Spirit AeroSystems today posted a "disappointing" second quarter drop-off for both revenues and profit caused partly by a major charge on problems developing the wing for the Gulfstream G250 business jet.

Spirit Aero's quarterly income declined to an $8 million loss compared to an $86 million profit during the same period a year ago. Quarterly revenues also dropped slightly to $1.06 billion from $1.062, the company says.

While sales for the fuselage systems segment increased 10% to $541 million, revenue in wing systems and propulsions segments was down by 11% and 6%, respectively.

"This is obviously a disappointing quarter for us financially," said President and CEO Jeff Turner. The quarter included a $93 million charge caused by a forward-loss on the G250 wing program. The programme has suffered "significant overruns in expected development costs", and Spirit Aero in response has moved to adopt "aggressive engineering change control", the company says.

Updating the G200 Galaxy jet, the G250 is scheduled to enter service in 2011 and the first aircraft is scheduled to fly by end-year.

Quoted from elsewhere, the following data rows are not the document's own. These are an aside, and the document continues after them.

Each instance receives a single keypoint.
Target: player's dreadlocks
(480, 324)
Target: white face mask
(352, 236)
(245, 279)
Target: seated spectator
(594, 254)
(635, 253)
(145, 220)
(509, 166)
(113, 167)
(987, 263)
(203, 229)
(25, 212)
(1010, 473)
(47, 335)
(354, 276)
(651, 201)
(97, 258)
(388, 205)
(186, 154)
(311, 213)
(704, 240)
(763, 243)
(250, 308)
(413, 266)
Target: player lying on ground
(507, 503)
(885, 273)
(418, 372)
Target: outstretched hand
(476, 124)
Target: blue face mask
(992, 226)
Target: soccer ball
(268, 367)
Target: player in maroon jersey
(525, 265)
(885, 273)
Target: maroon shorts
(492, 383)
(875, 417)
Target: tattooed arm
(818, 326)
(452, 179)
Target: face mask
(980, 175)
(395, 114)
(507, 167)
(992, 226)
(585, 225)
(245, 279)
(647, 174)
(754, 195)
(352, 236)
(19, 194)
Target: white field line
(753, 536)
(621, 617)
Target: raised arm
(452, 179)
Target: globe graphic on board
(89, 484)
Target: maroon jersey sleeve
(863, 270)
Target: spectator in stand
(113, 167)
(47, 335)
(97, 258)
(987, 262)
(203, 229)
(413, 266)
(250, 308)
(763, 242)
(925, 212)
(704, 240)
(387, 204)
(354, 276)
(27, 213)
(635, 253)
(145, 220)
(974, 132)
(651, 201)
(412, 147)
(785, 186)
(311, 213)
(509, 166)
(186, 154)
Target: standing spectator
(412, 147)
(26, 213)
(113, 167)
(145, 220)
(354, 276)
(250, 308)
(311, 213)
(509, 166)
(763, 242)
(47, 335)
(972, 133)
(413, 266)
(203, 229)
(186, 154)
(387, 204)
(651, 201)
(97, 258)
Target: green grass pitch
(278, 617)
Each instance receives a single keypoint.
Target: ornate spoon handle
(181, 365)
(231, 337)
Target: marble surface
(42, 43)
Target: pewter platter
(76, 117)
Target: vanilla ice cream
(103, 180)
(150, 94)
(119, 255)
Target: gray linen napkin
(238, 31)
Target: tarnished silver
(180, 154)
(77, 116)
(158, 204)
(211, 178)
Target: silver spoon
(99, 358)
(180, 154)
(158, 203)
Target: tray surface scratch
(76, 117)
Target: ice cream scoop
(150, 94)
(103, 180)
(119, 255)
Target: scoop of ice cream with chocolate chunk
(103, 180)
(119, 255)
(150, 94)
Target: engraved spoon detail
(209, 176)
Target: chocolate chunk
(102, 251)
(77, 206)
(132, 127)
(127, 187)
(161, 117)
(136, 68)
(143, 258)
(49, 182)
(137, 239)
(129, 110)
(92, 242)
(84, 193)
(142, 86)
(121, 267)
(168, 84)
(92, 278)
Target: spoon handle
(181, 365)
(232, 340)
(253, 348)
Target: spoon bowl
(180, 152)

The all-new wing design is credited for most of the promised performance improvements, including the ability to carry a 1,815kg (4,000lb) payload for nearly 4,630km (2,500nm), and almost 450kg for nearly 6,300km.

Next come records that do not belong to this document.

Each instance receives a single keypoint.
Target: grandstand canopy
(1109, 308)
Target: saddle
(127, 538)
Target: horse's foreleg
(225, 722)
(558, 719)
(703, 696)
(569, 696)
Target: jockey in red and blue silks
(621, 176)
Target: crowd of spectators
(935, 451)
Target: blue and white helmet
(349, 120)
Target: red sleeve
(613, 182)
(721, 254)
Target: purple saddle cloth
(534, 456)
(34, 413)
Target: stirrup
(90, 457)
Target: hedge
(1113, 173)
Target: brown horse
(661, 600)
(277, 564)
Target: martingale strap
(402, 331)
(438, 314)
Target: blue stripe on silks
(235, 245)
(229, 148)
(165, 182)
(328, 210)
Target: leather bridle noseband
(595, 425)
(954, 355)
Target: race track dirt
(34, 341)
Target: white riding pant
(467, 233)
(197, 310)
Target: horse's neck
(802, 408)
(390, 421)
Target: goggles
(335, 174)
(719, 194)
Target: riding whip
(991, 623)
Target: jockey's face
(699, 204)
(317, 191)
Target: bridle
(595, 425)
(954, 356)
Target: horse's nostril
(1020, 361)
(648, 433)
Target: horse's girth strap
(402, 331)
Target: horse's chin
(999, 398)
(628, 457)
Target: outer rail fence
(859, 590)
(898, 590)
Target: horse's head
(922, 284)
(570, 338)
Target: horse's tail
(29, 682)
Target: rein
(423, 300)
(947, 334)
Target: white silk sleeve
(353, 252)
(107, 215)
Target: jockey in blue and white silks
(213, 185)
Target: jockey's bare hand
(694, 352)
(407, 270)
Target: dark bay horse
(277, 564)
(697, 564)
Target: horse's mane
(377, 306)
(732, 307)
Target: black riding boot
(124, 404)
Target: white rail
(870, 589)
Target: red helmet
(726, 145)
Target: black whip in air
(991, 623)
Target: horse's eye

Spirit Aero also blamed the quarter's sluggish performance on the internal implementation of a new enterprise resource planning system that reduced operating efficiency.

The company lowered revenue guidance for the full year slightly to between $4.2 billion and $4.3 billion, which assumes Boeing delivers 480-485 aircraft, Airbus delivers 483 aircraft, 787 deliveries ramp-up as expected and stable foreign exchange rates.